I mentioned contextual learning earlier, which may be the last part of non-Bittensor information I will introduce, but contextual learning is a broadly defined process used to guide language models to achieve more desirable outputs. Reasoning is the process that models continuously undergo when evaluating inputs, and the training results may affect the accuracy of output labels. While training is costly, it only occurs when the model is ready to reach the training level specified by the team during the model creation process. Reasoning is always happening and utilizes various additional services to facilitate the reasoning process.

Current State of Bittensor

With the background knowledge established, I will explore some details regarding the performance of Bittensor sub-networks, current capabilities, and future plans. To be honest, it is challenging to find high-quality articles on this topic. Fortunately, some members of the Bittensor community sent me information, but even so, forming an opinion requires a lot of work. I lurked in their Discord looking for answers, during which I realized that I had been a member for about a month but had not checked any channels (I never use Discord, preferring Telegram and Slack).

In any case, I decided to see what Bittensor's original vision was, and I found the following in previous reports:

I will introduce it in the next few paragraphs, but the theory of composability does not hold. There has been some research on this topic, and the previous screenshot comes from the same report that defines the Bittensor network as a sparse mixture model (a concept proposed in a 2017 research paper).

Bittensor has many sub-networks, enough for me to feel it necessary to dedicate an entire section in this report to them. Whether you believe it or not, despite their critical importance to the network's practicality and supporting all technologies, there is no dedicated section on Bittensor's website to introduce these and how they operate. I even asked on Twitter, but it seems that the mysteries of sub-networks can only be understood by those who hang out in Discord for hours and learn about each sub-network's operations on their own. Despite the daunting task ahead of me, I still did some work.

Sub-network 1 (commonly abbreviated as sn1) is the largest sub-network in the Bittensor network, responsible for text generation services. Among the top 10 validators in sn1 (I used the same top 10 ranking for other sub-networks), there are about 4 million TAO staked, followed by sn5 (responsible for image generation), which has about 3.85 million TAO staked. By the way, all this data can be found on TaoStats.

The multimodal sub-network (sn4) has about 3.4 million TAO, sn3 (data scraping) has about 3.4 million TAO, and sn2 (multimodal) has about 3.7 million TAO. Another rapidly growing sub-network is sn11, responsible for text training, with a TAO staked amount similar to that of sn1.

In terms of miner and validator activity, sn1 is also the absolute leader, with over 40/128 active validators and 991/1024 active miners. Sn11 actually has the most miners of all sub-networks, with 2017/2048. The following chart describes the registration costs of sub-networks over the past month and a half:

Currently, the cost to register a sub-network is 182.12 TAO, a significant drop from the peak of 7,800 TAO in October, although I am not entirely sure if this number is accurate. In any case, with over 22 registered sub-networks and Bittensor gaining increasing attention, we are likely to see more sub-networks registered in due time. Some of these sub-networks seem to take a while to gain traction.

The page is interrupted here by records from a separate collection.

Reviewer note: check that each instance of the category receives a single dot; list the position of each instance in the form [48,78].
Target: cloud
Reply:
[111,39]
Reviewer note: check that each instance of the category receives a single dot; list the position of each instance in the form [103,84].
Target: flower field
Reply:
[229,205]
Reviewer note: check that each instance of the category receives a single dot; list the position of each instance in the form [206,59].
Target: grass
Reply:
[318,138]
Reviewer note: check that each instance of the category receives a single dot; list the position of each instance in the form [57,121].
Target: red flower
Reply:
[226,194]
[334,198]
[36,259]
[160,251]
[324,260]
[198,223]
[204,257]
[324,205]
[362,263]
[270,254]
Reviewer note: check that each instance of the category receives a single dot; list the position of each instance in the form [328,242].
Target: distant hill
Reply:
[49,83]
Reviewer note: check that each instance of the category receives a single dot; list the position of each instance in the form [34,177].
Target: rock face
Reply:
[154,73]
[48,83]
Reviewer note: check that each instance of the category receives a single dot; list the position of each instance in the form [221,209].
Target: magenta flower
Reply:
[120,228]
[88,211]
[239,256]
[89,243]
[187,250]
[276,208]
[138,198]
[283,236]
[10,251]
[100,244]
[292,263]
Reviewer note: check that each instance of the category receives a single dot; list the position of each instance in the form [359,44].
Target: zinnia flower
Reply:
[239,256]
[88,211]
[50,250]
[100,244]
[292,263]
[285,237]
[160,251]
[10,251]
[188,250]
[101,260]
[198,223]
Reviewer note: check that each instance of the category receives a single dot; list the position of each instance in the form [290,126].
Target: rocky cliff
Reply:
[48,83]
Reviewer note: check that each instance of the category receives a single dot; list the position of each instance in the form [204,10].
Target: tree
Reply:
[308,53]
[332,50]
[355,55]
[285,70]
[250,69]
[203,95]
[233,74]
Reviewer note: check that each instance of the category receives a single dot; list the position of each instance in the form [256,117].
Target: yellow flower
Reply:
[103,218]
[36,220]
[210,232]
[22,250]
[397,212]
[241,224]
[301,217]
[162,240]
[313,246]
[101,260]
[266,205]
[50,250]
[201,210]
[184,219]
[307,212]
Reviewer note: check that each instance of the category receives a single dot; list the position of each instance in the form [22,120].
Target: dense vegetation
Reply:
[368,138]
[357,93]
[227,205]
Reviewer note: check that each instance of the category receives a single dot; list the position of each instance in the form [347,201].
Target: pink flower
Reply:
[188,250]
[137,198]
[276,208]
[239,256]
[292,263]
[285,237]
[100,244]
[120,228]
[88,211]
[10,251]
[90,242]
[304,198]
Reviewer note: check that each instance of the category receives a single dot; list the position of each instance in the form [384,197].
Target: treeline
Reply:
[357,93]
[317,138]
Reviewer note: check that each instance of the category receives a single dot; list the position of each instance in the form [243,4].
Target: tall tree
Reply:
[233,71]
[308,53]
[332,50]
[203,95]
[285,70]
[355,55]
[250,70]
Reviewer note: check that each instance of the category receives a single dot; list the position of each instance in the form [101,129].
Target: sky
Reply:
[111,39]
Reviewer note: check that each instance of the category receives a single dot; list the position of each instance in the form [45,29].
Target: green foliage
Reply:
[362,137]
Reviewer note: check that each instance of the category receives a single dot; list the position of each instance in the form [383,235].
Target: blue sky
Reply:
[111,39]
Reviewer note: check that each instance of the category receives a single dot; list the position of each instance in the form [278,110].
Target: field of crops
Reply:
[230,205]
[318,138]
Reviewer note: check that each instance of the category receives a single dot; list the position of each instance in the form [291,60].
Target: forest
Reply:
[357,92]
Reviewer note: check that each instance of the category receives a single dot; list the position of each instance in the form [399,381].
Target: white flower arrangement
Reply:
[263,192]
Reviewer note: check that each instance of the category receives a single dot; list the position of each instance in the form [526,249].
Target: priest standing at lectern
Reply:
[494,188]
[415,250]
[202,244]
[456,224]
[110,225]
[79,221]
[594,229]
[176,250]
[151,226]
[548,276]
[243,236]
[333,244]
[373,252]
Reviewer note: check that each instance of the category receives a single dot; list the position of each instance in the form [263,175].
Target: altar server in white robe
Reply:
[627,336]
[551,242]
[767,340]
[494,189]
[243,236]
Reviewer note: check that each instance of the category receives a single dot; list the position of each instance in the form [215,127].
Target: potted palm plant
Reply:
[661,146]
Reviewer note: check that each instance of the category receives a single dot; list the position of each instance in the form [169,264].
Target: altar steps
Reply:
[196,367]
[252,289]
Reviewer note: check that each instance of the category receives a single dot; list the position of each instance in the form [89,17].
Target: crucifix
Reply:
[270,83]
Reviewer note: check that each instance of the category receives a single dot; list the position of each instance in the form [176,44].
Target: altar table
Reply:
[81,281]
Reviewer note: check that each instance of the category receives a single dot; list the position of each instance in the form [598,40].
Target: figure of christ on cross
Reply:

Regarding other sub-networks, sn9 is a cool sub-network specifically for training:

Here is a description of the Bittensor scraping sub-network:

The sub-network models are very unique, exemplifying a common technique in machine learning research known as mixture of experts (MoE), where models are divided into multiple parts and provided with individual labels instead of being assigned an entire task. This is interesting to me because Bittensor is not a unified model; it is actually a network of models that query in a semi-random manner. BitAPI is an example of this process, a product built on sn1 that randomly samples the top 10 miners for inbound user queries. While there may be dozens or even hundreds of miners in any given sub-network, the best-performing models receive more rewards.

Currently, combining multiple models or composing multiple models to increase or "stack" functionality is not feasible; this is not how large language models operate. I tried to reason with community members, but I think it is important to note that, for now, Bittensor is not an example of a collection of unified models but rather a network of models with different functionalities.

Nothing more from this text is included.